Thursday, December 1, 2016

Esau's Clothes

Rebecca then took her older son Esau’s best clothing (literally: “his desired clothing”), which she had in her keeping, and put them on her younger son Jacob.                                    Genesis 27:15
Rashi (in his second comment) explains the adjective “desired” thus: “the clothes which Nimrod desired.”
Pirkei D’Rebbi Eliezer [chapter 24] presents an interesting and curious version of the Midrash, explaining that these clothes, which Nimrod desired, were the leather garments which the Creator made for Adam and Eve after they sinned in the Garden of Eden [Genesis 3:21]:
Rabbi Yehuda the Prince says: Esau, brother of Jacob, saw Nimrod wearing the garments which the Holy One, blessed be He had made for Adam and Eve, desired them and killed Nimrod and took the garments from him.
The obvious questions are how the garments made by God Himself for the first human couple came into the possession of Nimrod and why is it that Esau was so desirous of having these garments?
The kabbalistic approach [Zohar, Genesis 141] that Jacob constituted the rectification of the first sin of Adam can provide an answer to our questions.
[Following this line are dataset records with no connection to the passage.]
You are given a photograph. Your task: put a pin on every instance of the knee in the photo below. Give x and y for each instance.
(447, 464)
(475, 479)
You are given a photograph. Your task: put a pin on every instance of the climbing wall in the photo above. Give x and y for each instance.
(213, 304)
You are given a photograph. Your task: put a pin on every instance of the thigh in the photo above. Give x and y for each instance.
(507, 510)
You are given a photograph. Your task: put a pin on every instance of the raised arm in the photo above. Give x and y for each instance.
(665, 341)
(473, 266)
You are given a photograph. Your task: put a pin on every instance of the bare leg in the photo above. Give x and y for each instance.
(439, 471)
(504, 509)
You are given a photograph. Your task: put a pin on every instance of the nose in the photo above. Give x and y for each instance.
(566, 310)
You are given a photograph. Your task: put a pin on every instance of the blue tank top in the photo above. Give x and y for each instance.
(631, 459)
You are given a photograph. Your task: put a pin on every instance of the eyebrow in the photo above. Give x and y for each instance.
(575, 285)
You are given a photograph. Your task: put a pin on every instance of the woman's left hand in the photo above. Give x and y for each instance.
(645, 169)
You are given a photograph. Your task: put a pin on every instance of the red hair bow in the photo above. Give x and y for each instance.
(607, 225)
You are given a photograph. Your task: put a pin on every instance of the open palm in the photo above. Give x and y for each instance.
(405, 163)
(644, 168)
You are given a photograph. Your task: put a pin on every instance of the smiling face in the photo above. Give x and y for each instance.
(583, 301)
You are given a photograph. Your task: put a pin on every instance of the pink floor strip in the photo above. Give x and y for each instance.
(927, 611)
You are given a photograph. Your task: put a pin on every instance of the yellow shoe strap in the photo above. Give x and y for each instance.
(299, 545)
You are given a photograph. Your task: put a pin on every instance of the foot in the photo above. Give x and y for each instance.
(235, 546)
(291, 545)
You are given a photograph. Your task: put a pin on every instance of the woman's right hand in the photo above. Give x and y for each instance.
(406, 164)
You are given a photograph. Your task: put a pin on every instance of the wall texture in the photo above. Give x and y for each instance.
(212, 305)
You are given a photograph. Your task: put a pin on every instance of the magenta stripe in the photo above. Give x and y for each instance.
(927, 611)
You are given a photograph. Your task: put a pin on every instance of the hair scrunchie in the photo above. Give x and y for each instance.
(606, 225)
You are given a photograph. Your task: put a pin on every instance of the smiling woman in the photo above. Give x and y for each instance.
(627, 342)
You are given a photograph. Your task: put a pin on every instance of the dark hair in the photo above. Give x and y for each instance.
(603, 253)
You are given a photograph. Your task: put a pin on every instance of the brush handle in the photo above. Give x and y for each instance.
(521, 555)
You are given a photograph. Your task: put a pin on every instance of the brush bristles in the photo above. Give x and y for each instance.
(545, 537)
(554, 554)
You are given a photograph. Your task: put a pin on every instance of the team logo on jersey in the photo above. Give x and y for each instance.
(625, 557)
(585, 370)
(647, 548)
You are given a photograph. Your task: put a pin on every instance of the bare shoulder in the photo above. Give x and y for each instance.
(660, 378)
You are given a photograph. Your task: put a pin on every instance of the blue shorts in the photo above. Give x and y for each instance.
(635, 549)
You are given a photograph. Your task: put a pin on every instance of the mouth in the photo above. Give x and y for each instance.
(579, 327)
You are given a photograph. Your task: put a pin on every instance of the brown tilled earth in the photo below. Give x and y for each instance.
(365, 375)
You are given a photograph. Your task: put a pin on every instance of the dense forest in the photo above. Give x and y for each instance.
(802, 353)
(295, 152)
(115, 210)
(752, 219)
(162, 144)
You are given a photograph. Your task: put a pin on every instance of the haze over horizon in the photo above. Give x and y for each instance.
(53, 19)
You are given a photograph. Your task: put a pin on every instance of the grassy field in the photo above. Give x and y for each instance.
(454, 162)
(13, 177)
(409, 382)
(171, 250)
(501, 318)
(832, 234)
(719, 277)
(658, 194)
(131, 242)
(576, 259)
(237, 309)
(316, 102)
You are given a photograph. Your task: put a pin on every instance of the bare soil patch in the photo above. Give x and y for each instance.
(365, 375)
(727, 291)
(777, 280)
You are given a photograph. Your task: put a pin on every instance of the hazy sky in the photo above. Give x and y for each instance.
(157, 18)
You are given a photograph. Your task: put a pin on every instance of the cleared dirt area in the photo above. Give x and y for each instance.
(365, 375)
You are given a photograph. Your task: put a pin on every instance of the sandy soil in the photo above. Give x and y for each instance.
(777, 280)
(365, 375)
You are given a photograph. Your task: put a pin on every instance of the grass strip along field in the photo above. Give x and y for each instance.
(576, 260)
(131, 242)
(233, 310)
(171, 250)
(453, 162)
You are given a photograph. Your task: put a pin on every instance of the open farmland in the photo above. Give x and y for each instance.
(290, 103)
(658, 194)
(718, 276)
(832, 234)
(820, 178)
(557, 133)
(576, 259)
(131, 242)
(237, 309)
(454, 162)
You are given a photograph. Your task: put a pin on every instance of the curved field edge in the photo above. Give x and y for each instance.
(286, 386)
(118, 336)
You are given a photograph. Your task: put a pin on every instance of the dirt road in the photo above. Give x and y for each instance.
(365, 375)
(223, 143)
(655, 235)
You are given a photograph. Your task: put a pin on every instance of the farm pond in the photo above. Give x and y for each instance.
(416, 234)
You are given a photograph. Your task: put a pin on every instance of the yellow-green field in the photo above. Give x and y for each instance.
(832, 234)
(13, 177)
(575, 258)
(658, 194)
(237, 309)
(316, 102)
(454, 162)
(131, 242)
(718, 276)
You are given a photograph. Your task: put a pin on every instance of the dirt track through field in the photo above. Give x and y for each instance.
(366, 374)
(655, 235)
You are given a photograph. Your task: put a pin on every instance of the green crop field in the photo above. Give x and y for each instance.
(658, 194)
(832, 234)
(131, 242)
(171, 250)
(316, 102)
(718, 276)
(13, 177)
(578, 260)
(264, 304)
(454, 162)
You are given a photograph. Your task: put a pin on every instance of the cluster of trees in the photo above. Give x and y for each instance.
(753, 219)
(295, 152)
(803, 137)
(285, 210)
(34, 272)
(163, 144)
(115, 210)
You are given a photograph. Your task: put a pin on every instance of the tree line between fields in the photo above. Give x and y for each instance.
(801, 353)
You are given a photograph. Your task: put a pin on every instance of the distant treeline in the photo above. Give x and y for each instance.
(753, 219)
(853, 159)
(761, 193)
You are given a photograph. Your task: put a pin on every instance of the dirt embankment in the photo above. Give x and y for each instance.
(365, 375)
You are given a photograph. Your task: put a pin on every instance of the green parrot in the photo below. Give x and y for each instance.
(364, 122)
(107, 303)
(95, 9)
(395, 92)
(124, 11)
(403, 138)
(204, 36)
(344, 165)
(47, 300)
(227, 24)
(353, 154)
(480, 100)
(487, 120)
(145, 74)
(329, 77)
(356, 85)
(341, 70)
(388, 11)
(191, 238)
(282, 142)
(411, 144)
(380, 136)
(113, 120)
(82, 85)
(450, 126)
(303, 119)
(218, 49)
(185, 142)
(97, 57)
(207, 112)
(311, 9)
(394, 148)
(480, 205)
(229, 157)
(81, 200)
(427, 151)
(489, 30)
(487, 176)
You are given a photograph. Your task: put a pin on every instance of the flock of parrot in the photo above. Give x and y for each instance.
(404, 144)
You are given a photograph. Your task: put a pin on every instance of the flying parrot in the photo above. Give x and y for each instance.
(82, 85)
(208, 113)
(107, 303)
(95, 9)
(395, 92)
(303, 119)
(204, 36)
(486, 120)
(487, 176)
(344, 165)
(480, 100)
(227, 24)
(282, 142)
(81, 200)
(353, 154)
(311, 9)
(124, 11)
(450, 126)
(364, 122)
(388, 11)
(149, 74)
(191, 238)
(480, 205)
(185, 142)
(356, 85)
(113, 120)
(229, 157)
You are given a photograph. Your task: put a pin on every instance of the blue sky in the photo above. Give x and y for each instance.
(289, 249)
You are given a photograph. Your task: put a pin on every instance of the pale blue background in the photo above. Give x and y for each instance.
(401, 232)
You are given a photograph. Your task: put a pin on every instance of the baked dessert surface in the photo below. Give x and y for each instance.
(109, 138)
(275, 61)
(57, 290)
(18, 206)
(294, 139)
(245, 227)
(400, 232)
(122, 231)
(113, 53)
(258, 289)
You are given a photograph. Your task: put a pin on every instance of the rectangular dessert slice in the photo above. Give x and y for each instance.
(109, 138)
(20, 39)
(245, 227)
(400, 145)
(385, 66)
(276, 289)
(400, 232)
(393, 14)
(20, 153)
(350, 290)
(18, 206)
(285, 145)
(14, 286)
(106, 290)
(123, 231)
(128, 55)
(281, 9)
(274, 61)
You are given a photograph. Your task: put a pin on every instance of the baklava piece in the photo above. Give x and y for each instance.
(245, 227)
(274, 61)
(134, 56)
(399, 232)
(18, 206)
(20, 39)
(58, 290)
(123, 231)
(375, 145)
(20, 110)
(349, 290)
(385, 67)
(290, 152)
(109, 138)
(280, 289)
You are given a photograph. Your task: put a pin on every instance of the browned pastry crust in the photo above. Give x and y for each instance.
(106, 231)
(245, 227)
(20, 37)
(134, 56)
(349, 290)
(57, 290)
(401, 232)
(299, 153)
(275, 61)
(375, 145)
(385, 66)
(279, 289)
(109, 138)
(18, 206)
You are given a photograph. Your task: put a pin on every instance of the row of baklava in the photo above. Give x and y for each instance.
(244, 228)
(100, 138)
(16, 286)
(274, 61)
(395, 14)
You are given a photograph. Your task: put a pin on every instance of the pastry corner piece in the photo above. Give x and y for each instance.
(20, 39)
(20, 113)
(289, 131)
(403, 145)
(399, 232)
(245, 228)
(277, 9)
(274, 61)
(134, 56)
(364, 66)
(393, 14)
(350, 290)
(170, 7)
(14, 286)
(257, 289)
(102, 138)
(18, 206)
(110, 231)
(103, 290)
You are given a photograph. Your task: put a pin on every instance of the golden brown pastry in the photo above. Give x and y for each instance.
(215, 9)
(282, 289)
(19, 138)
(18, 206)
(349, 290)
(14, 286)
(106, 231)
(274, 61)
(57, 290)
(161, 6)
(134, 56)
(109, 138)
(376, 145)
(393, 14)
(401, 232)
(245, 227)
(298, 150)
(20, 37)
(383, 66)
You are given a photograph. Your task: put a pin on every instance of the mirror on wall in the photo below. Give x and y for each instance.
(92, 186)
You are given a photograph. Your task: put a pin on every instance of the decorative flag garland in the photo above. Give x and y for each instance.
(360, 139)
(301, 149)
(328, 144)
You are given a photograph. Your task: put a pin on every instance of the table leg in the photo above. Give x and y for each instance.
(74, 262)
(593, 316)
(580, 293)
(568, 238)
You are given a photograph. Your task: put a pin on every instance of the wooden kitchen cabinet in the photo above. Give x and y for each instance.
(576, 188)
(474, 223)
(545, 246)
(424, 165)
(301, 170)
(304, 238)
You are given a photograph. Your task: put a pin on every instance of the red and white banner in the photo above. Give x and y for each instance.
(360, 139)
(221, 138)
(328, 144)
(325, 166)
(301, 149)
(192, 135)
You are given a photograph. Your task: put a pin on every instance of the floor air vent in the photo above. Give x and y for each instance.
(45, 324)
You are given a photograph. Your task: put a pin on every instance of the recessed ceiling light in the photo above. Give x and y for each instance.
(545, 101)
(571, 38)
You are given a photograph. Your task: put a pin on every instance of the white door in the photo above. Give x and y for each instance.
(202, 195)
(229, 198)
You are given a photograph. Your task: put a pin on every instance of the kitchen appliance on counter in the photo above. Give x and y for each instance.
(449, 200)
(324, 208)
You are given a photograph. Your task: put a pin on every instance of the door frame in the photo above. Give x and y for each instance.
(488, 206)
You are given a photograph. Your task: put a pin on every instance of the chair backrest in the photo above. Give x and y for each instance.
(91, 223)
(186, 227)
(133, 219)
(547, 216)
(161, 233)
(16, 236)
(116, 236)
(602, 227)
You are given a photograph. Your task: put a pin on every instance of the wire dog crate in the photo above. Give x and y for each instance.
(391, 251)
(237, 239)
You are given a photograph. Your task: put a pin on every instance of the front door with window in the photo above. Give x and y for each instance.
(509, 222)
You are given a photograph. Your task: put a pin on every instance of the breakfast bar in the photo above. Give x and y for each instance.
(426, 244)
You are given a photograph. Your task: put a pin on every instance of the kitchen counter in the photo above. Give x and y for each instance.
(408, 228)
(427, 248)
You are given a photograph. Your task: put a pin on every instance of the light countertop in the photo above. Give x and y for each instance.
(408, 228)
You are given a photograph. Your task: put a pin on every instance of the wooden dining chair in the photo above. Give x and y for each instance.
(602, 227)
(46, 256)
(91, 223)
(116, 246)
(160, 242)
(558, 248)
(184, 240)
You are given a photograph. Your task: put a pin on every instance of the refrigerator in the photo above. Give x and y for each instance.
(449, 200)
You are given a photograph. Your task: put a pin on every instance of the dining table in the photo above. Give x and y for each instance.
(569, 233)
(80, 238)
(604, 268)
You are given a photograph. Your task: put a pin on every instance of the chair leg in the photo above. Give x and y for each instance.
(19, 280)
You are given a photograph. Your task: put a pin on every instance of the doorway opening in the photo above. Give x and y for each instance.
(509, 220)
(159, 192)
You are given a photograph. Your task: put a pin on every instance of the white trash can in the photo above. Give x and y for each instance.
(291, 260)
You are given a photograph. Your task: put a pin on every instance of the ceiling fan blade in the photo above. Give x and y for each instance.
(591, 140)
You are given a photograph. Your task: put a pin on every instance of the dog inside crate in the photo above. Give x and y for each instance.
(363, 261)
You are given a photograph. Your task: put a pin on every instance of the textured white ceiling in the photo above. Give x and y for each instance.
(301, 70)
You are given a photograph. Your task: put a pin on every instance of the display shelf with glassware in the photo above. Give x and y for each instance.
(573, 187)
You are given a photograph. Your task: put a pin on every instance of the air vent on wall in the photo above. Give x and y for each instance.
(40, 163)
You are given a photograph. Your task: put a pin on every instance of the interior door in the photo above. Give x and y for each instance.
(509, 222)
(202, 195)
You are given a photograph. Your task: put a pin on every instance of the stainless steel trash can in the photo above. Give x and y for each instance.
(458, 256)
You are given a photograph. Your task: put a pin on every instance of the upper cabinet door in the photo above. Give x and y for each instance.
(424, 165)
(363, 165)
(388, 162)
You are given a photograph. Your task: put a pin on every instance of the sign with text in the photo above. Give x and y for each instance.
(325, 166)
Clothing is something external to a person, which in some sense hides the person’s essence. The leather garments thus represent Adam’s departure from his (and mankind’s) mission in this world: to serve the Creator out of free will. The evil Nimrod, who “led the entire world in rebellion against God” [Rashi, Genesis 10:8], took Adam and Eve’s garments and made them the quintessential thing, using them to completely cover the Divine image within him. Esau, who is also described as a hunter [Genesis 25:27], like the evil Nimrod, the first great hunter [Genesis 10:9], desired the garments for the same reason as Nimrod, to suppress the good inclination within himself. In dressing her younger son in these garments, Rebecca brought Jacob back to the primal state of man before the sin, the aspiration to realize man’s destiny of choosing to overcome his evil inclination and do God’s will.
Jacob’s status as rectifier of the first sin is hinted in the Talmudic statement [Babylonian Talmud Bava Metzia 84a]: “the beauty of Jacob was similar to that of Adam,” as elucidated by Tzror haMor, who comments: “the primal beauty and pleasantness of Adam departed when he sinned, and Jacob achieved these when he received Isaac's blessing, and the land returned to its original beauty and was redeemed from its curse.”